Beatrice. Fatelo venire avanti.

Agapito. Perdoni: non gli do tanta confidenza. Verrà innanzi, quando bisognerà.

Beatrice. Ecco qui il signor Ottavio; egli ha desiderio di fare il suo testamento.

Ottavio. Eh! Non ho poi questo gran desiderio. Grazie al cielo, non sono ancora decrepito. Sto bene di salute, e posso ancora pensarci.

Agapito. V. S. si accomodi.
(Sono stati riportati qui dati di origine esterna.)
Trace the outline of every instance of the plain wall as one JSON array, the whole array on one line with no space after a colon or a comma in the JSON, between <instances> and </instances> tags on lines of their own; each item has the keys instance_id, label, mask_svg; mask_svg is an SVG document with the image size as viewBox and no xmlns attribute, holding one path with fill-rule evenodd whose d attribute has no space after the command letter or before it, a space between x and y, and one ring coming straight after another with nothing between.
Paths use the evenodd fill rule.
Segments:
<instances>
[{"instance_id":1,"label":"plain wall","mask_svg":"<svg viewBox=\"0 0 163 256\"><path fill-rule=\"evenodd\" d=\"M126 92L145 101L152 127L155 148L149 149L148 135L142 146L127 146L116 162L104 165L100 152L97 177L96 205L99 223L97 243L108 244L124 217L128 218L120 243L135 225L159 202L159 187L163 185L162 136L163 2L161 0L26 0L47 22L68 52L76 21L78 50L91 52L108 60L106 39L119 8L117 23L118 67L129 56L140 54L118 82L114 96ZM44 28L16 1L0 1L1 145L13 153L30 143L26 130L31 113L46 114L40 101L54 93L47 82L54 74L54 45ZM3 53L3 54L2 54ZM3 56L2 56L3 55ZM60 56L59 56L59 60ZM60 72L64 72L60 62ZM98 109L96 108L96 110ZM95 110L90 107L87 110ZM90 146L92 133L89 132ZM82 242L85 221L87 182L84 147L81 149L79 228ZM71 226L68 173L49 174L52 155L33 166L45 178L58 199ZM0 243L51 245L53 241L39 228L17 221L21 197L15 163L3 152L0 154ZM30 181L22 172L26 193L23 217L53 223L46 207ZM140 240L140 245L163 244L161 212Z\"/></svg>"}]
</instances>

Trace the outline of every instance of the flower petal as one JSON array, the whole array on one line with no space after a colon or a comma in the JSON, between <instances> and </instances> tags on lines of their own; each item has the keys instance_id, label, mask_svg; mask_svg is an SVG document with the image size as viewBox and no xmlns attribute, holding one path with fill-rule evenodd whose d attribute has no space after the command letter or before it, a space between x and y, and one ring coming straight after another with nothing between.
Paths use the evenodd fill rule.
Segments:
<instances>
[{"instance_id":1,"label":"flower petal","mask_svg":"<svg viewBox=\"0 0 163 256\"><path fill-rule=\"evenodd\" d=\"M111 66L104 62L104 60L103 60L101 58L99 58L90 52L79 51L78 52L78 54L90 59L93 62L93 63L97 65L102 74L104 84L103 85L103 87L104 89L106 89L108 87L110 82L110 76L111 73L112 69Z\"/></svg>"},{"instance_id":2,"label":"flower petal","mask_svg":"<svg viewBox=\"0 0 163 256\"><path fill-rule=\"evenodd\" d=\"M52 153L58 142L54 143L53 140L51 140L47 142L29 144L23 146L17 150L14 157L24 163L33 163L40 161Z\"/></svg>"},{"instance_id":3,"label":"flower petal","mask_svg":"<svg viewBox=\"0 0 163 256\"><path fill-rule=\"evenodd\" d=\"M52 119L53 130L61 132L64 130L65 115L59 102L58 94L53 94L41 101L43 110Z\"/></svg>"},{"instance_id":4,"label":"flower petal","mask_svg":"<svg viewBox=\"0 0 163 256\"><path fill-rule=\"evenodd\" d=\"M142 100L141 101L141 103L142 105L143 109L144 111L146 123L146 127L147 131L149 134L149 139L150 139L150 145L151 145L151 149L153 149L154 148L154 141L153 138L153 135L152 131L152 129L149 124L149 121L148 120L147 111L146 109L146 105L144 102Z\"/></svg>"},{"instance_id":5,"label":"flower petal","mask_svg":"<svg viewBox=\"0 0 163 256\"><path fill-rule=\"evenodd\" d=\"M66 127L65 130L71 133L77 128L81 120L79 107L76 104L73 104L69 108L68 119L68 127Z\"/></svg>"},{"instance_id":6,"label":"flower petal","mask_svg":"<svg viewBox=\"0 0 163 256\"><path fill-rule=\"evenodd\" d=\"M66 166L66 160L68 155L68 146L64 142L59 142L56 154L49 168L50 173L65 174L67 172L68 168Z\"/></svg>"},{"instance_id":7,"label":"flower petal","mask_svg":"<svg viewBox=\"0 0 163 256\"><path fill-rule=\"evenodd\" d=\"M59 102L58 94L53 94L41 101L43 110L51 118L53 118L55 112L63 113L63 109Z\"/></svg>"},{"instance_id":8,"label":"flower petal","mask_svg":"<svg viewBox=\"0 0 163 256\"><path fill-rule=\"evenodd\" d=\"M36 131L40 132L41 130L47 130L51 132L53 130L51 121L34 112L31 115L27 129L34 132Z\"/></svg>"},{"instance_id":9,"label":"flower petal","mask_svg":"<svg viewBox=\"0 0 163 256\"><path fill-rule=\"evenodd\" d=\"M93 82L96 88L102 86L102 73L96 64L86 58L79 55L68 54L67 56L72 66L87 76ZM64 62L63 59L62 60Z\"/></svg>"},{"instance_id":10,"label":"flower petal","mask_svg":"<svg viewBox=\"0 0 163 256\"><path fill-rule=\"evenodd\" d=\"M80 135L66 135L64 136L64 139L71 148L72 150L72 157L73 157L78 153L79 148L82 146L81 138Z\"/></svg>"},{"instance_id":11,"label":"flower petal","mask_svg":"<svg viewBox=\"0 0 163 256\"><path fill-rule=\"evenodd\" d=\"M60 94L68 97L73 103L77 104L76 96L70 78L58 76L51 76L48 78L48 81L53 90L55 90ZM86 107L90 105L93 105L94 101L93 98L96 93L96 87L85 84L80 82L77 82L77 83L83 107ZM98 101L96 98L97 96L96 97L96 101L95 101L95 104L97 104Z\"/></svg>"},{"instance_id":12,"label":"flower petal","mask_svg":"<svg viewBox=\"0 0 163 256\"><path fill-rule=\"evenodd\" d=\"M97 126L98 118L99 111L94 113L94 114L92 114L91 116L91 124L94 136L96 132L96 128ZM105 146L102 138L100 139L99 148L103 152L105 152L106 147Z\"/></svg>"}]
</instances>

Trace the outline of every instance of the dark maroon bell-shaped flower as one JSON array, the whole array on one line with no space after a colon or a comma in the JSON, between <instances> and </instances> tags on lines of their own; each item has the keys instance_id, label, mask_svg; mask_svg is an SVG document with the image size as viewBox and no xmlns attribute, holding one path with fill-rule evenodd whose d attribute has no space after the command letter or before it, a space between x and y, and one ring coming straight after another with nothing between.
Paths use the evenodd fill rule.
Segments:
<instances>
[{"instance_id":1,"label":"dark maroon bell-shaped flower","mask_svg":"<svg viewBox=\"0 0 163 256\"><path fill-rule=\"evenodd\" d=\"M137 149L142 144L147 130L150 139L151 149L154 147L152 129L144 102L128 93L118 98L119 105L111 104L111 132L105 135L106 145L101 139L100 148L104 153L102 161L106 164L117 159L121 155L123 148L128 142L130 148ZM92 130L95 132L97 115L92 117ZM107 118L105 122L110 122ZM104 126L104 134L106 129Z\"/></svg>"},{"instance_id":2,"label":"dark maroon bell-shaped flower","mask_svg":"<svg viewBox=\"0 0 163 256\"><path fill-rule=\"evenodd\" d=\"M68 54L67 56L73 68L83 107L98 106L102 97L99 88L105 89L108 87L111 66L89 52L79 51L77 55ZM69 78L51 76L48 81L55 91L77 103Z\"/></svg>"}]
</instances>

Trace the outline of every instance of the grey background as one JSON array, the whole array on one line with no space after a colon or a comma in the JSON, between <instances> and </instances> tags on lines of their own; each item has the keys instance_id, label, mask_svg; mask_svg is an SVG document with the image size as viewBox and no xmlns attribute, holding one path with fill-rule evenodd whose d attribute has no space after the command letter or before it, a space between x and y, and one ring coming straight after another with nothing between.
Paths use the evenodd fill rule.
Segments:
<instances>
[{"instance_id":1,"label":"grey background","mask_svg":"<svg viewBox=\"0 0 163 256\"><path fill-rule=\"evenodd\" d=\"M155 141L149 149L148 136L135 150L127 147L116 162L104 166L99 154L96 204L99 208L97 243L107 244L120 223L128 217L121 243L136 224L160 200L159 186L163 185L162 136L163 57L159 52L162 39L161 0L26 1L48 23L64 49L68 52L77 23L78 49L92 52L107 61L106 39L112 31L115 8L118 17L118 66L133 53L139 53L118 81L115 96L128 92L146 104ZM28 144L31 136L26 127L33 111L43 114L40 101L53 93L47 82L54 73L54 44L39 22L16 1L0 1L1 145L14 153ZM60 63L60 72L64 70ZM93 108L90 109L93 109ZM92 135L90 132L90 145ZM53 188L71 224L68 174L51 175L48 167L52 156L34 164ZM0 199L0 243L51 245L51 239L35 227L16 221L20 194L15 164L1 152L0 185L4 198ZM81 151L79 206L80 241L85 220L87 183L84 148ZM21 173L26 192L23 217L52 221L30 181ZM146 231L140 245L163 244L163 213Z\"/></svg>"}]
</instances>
Io non sono venuto per consigliarla a far testamento. Mi hanno chiamato, ed io per obbedire sono comparso.

Ottavio. Che nuove abbiamo, signor Agapito?

Agapito. Non saprei...

Ottavio. Volete giuocare a bazzica? (ad Agapito)

Beatrice. Ma signore Ottavio, voi diventate peggio assai di un bambino. Ogni momento vi cambiate di opinione. Ora sì, ora no. Ora voglio, ora non voglio. Volete che ve lo dica? Sono scandalezzata di voi, e credo che lo facciate o per farmi disperare, o per burlarmi ben bene, e far ridere i miei nemici.

Ottavio. Guardate che pensieracci vi vengono per il capo! Signore Agapito, son qui, voglio far testamento.

Agapito. Benissimo, io la servirò. Ha fatto niente da sè? Ha preparato la sua disposizione in iscritto?

Ottavio. Non ho fatto niente. Faremo fra voi e me.

Agapito. La signora Beatrice favorirà di lasciarci in libertà.

Beatrice. Perchè? Io non ci posso essere?

Agapito. Chi fa testamento, non ha d’aver soggezione. Perdoni, io costumo così.